A hands on approach on solving a supervised anomaly detection problem !

Solving a Kaggle ML classification problem using XGBoost

This post is about my first ever participation in a kaggle competition. The competition was organized by the Machine Learning techers of the MSc course I’m currently doing. To be honest, I had no idea about how to get through this kind of competition, but since it was a mandatory assignment and I had to do it, me and my colleague really spent a lot of time trying to get the best possible score. All the details about the classification problem can be found in kaggle, and the whole implementation of the model can be found in this public repo.

Disclaimer:
This post is not intended to show a rigurous and very formal approach of the problem solving, actually is intended to do the complete opposite. I will try to show how me and my colleague tackled the problem when knowing almost nothing in machine learning and how we obtained a score higher than 99%. For a more formal-ish approach of the work you can take a look at the report we wrote.

Summary

Below, there is a summary of the whole pipeline. On the next blocks, we will dive deeply in all the modules shown.

Figure 1: Summary pipeline breakdown

Pre-Processing

The Dataset

The dataset has been obtained from a real LTE deployment. During two weeks, different metrics were gathered from a set of 10 base stations, each having a different number of cells, every 15 minutes. The dataset is provided in the form of a csv file, where each row corresponds to a sample obtained from one particular cell at a certain time. Each data example contains the following features:

  • Time : hour of the day (in the format hh:mm) when the sample was generated.

  • CellName: text string used to uniquely identify the cell that generated the current sample. CellName is in the form xαLTE, where x identifies the base station, and α the cell within that base station (see the example in the right figure).

  • PRBUsageUL and PRBUsageDL: level of resource utilization in that cell measured as the portion of Physical Radio Blocks (PRB) that were in use (%) in the previous 15 minutes. Uplink (UL) and downlink (DL) are measured separately.

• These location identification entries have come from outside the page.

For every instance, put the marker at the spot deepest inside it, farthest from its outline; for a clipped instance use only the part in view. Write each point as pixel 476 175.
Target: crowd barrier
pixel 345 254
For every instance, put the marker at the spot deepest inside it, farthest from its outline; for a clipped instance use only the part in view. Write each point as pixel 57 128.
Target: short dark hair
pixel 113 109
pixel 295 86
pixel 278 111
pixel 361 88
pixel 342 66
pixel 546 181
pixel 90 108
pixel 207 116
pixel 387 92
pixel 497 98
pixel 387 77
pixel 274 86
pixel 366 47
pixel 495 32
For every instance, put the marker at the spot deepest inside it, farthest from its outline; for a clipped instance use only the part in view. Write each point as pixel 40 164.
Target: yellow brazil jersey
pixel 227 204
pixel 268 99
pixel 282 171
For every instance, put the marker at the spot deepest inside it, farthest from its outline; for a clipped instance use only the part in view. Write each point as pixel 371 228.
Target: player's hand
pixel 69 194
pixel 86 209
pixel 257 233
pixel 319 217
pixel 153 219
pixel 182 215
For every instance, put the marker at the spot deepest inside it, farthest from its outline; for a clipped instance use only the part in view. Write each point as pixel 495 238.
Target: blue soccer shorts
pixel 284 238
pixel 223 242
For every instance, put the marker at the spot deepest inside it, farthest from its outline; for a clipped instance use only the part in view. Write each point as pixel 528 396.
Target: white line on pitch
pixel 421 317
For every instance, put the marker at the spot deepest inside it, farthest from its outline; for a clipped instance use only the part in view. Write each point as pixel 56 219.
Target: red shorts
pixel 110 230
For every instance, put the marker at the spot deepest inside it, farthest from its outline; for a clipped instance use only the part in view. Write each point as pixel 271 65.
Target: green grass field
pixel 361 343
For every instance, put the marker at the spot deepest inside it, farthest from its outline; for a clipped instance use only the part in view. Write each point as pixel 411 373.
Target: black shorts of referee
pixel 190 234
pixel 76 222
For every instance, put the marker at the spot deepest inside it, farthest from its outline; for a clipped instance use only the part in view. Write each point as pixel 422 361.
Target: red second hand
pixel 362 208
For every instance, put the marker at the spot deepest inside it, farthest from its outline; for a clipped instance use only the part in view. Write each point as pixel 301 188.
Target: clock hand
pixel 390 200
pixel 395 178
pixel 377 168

  • meanThrDL and meanThrUL: average carried traffic (in Mbps) during the past 15 minutes. Uplink (UL) and downlink (DL) are measured separately.

  • maxThrDL and maxThrUL: maximum carried traffic (in Mbps) measured in the last 15 minutes. Uplink (UL) and downlink (DL) are measured separately.

  • meanUEDL and meanUEUL: average number of user equipment (UE) devices that were simultaneously active during the last 15 minutes. Uplink (UL) and downlink (DL) are measured separately.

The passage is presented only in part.